New Tool Discerns Diabetes Patients At Risk For Hypoglycemic Emergencies
A practical tool for identifying individuals at risk of needing medical attention for severe hypoglycemia has been developed by a team of researchers.
Though treatment advances have improved long term outcomes for people with diabetes, patients sometimes develop dangerously low blood sugar levels when on diabetes medications, particularly after exercising strenuously or missing a meal.
Hypoglycemia is currently one of the most common adverse events for individuals with type 2 diabetes; those with a long history of the condition are especially susceptible. The new tool developed by Kaiser Permanente investigators is designed to reduce the frequency of these events.
The new tool was developed by gathering data from 200,000 people with type 2 diabetes. The researchers then used machine-learning analytical methods to create a program that predicts a patient’s 12-month risk for severe hypoglycemia.
The program’s prediction is based on a person’s number of earlier hypoglycemia-related emergency medical visits, insulin use, sulfonylurea use, presence of severe kidney-disease, the number of any-reason emergency room visits in the past year, and age.
Using this information the program categorizes patients according to a high, intermediate, or low risk for needing hypoglycemia-related emergency services (e.g., ER visit, hospital stay). The tool was subsequently validated with data from more than 1.3 million U.S. Veterans Health Administration members and almost 15,000 Kaiser Permanente members with type 2 diabetes.

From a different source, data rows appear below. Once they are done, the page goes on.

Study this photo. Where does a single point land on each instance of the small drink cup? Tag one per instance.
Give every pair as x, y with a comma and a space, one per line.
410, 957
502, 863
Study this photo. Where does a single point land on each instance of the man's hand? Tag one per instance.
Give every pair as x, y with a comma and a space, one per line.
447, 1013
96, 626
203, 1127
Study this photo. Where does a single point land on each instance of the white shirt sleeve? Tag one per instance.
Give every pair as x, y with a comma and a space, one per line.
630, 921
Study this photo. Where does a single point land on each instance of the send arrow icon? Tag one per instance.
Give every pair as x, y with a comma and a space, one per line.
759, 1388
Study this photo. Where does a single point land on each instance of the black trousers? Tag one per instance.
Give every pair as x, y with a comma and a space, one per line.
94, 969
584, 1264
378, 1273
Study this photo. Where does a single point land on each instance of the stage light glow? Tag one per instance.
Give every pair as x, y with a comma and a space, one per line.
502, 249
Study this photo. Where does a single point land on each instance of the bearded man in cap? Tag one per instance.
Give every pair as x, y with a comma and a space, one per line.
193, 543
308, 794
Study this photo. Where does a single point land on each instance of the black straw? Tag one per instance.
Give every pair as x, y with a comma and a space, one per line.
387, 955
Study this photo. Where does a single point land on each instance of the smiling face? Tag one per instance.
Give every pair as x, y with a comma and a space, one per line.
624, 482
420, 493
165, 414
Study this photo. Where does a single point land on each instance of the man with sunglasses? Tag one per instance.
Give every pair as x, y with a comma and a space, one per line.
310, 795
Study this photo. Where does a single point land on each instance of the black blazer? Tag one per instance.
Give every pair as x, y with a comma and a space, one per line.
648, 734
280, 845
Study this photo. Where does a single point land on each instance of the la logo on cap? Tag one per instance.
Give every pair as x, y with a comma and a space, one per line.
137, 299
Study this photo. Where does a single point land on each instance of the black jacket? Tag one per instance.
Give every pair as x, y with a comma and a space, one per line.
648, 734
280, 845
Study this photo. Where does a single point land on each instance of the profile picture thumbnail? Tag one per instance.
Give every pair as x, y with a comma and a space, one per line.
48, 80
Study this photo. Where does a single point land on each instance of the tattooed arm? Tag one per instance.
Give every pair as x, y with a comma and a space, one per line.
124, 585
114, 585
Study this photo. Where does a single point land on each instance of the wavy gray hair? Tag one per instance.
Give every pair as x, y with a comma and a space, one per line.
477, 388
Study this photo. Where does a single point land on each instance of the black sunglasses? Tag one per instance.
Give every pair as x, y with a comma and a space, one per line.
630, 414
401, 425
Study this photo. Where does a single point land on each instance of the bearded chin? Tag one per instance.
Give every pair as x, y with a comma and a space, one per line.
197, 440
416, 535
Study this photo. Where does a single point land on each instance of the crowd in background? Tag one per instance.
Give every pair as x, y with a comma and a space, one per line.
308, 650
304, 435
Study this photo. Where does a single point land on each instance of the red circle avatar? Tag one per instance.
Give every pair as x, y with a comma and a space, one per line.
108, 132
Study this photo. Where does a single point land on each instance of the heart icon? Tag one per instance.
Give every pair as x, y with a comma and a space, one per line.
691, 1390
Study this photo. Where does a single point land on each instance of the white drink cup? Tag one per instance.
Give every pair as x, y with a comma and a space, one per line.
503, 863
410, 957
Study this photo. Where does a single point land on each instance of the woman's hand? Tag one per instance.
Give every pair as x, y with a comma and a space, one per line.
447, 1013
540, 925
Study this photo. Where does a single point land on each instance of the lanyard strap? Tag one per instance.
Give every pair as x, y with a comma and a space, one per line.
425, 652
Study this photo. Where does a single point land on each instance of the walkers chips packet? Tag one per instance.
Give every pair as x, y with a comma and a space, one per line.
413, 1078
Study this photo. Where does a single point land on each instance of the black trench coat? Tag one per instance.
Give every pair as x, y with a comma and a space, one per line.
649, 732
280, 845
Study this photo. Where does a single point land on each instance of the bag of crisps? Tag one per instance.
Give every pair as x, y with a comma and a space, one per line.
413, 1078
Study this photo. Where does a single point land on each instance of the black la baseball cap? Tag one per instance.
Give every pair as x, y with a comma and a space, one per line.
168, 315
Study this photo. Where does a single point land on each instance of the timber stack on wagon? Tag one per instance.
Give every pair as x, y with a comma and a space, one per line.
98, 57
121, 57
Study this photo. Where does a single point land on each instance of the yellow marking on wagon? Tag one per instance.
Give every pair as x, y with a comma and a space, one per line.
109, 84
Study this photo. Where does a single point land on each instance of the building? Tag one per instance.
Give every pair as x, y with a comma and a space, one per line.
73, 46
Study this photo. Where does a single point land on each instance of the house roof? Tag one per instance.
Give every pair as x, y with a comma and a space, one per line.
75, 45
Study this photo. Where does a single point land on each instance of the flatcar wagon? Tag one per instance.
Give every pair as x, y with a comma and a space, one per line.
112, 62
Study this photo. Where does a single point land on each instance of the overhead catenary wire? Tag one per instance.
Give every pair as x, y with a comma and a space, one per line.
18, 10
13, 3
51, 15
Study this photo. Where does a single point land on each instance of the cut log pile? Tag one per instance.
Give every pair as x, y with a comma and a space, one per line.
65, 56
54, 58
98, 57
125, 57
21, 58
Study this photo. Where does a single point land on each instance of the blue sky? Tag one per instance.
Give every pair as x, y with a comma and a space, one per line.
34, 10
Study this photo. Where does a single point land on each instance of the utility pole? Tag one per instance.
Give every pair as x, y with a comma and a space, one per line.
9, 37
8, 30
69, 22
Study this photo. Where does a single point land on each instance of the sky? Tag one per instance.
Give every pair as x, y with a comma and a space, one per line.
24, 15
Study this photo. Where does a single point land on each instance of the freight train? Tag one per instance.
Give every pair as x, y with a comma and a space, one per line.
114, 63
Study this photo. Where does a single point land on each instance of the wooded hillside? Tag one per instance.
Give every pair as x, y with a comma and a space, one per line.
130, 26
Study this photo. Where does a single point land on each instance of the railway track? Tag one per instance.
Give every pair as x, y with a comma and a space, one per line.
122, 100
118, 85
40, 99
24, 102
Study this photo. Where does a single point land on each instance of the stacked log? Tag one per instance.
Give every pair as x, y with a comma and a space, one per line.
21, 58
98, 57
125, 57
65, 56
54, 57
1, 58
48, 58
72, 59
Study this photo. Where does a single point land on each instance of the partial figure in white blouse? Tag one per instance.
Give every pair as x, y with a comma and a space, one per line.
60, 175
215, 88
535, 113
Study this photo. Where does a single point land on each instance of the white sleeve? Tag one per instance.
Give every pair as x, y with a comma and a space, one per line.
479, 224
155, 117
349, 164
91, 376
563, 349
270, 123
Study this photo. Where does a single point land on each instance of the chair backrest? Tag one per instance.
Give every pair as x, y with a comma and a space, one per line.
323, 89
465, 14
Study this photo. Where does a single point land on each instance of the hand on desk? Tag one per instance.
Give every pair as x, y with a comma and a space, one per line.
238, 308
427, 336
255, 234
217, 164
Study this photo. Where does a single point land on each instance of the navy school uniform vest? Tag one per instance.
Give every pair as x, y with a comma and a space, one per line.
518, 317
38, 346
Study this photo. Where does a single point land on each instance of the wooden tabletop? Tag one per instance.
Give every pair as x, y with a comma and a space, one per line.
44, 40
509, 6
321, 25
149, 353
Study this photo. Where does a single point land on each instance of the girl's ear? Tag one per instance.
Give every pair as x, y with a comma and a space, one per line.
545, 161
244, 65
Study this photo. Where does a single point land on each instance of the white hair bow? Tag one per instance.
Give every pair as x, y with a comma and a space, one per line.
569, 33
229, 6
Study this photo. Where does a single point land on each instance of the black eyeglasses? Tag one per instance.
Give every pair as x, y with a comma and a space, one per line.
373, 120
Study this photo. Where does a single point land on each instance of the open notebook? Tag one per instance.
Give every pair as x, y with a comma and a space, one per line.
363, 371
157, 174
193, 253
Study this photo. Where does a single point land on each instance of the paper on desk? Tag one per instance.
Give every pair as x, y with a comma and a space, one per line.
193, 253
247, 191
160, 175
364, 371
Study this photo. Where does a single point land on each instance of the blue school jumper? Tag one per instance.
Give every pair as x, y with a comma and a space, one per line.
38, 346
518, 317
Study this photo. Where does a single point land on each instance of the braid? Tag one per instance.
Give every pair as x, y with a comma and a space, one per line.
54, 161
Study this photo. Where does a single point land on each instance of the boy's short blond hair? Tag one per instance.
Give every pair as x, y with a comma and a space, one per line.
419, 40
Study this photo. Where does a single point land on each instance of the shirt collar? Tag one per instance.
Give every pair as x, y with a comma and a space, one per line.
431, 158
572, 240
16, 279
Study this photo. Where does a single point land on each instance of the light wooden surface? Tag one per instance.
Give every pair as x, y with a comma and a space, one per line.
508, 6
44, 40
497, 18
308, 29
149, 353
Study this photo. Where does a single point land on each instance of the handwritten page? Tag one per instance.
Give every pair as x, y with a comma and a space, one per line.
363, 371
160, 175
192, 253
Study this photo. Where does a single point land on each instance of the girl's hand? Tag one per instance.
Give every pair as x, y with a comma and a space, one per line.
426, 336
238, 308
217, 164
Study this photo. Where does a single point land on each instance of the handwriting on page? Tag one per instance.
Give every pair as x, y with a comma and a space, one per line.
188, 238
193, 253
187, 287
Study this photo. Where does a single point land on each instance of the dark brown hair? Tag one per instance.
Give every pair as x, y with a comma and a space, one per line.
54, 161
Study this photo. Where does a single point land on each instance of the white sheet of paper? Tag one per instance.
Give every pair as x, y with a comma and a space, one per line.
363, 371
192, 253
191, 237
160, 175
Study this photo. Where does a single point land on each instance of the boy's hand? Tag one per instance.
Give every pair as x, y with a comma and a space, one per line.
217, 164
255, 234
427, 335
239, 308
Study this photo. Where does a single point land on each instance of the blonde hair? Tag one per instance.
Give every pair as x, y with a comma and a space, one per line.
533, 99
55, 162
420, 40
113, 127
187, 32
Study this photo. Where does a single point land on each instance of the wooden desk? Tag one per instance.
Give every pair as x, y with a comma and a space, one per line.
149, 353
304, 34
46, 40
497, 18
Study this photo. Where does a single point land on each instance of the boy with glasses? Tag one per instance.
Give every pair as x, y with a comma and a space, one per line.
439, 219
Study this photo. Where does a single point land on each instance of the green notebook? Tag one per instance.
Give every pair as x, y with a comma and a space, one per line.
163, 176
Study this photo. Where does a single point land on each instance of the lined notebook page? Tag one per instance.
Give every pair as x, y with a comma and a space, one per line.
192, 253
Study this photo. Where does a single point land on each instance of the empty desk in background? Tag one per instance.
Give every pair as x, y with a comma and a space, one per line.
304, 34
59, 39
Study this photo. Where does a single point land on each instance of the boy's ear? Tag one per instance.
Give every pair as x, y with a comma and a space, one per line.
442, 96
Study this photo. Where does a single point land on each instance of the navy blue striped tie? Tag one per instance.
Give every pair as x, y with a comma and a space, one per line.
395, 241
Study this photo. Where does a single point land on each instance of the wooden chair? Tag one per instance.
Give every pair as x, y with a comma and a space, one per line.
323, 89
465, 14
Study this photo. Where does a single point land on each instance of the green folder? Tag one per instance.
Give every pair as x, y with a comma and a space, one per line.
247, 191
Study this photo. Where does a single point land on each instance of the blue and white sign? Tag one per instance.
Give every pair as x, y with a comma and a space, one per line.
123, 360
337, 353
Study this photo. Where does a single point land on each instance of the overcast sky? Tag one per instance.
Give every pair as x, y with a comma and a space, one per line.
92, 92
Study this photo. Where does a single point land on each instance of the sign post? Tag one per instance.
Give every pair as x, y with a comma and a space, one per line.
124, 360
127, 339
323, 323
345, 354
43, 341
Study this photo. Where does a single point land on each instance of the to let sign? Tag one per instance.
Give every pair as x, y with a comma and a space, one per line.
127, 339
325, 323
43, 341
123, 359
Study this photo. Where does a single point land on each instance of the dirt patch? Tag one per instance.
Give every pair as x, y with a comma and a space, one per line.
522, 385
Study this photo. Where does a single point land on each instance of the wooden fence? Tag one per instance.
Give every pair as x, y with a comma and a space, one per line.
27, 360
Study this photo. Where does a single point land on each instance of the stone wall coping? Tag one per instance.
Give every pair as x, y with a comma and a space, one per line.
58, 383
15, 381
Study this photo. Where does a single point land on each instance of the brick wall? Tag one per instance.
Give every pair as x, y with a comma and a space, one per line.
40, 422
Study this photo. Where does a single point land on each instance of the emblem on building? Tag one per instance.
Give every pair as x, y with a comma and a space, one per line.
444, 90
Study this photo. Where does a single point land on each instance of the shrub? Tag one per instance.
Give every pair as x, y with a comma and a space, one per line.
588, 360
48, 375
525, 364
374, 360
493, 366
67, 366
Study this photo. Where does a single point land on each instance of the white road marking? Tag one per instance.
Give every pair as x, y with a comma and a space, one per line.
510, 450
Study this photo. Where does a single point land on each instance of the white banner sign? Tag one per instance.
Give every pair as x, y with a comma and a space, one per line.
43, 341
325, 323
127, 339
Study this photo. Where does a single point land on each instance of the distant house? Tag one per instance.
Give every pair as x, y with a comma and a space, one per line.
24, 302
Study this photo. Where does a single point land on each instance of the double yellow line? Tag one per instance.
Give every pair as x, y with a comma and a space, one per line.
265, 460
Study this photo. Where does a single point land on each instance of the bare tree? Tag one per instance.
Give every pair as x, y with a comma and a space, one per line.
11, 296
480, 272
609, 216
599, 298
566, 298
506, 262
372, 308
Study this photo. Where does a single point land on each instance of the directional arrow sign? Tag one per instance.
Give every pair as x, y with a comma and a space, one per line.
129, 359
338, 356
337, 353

Development was funded by the U.S. Food and Drug Administration, and the tool’s effectiveness for increasing patient safety and awareness is currently being examined by several public and private health care systems, such as the Centers for Medicare and Medicaid Services, Mayo Clinic, and Kaiser Permanente.
“This work is an example of how federal agencies can work with private researchers to reduce preventable adverse drug events,” said John Whyte, M.D., MPH, Director of Professional Affairs and Stakeholder Engagement for the FDA. “The goal is to identify the patients who are at highest hypoglycemic risk, so that health care providers can focus their attention on the specific needs of these patients and reduce preventable hypoglycemia harm.”